Since the early days in the eighties, there was always a classified section in the back of the Voice that had maybe three or four ‘racy’ ads showing mostly young, Asian women in come-hither poses.
But today, more and more entire pages of the Village Voice are wallpapered with hundreds of tiny, thumb-nail sized ads featuring ‘sexy’ images. I sat down in a bookstore the other day and tried to count them but lost count after a few hundred. I was dizzy.
And I was only on page seven; it seems that every few months, there are more pages added. With the exception of a few Eastern-European girls being featured, all the rest are Asian and very young.

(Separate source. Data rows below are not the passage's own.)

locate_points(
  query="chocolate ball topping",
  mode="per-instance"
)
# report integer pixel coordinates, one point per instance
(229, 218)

A couple sitting next to my table was watching me and when they realized I’d stopped counting the ads, said, “And whoever said prostitution wasn’t legal here? It’s pretty sad….”
If you know officials at the top of law enforcement agencies here (and I do know a few) there is no debate amongst them about who these girls in the ads are and where they come from. The word “choice” doesn’t even enter into it our conversations.
So when I got news there was finally going to be a demonstration against the Voice, I was psyched to attend. But what inspired me most about the protest, besides the sheer number of people who braved the often-strong rains with umbrellas, candles and placards, was how many men participated- somewhere between one half to one third of the protesters were men.
And I’m not talking only about the “usual” young men one sees at various protests: young guys with goatees, grungy dreads, carrying a djambe drum or a tambourine, but also the many businessmen of every ethnicity and age group clearly coming straight from work.
I singled out one particularly well-heeled looking man in his early sixties, who would seem to be more at home on Park Avenue with a cognac and his New York Times in front of a fireplace than protesting downtown in the Village on a rainy night. I told him how it’s common to see so many more women at this kind of protest, and that I was encouraged to see so many men taking a stand against trafficking.
He thought for a moment and then said, “I’m out here for our daughters, too” before he rejoined the march. Wow, I thought. That’s how the world heals, one good man at a time. And women, too, of course.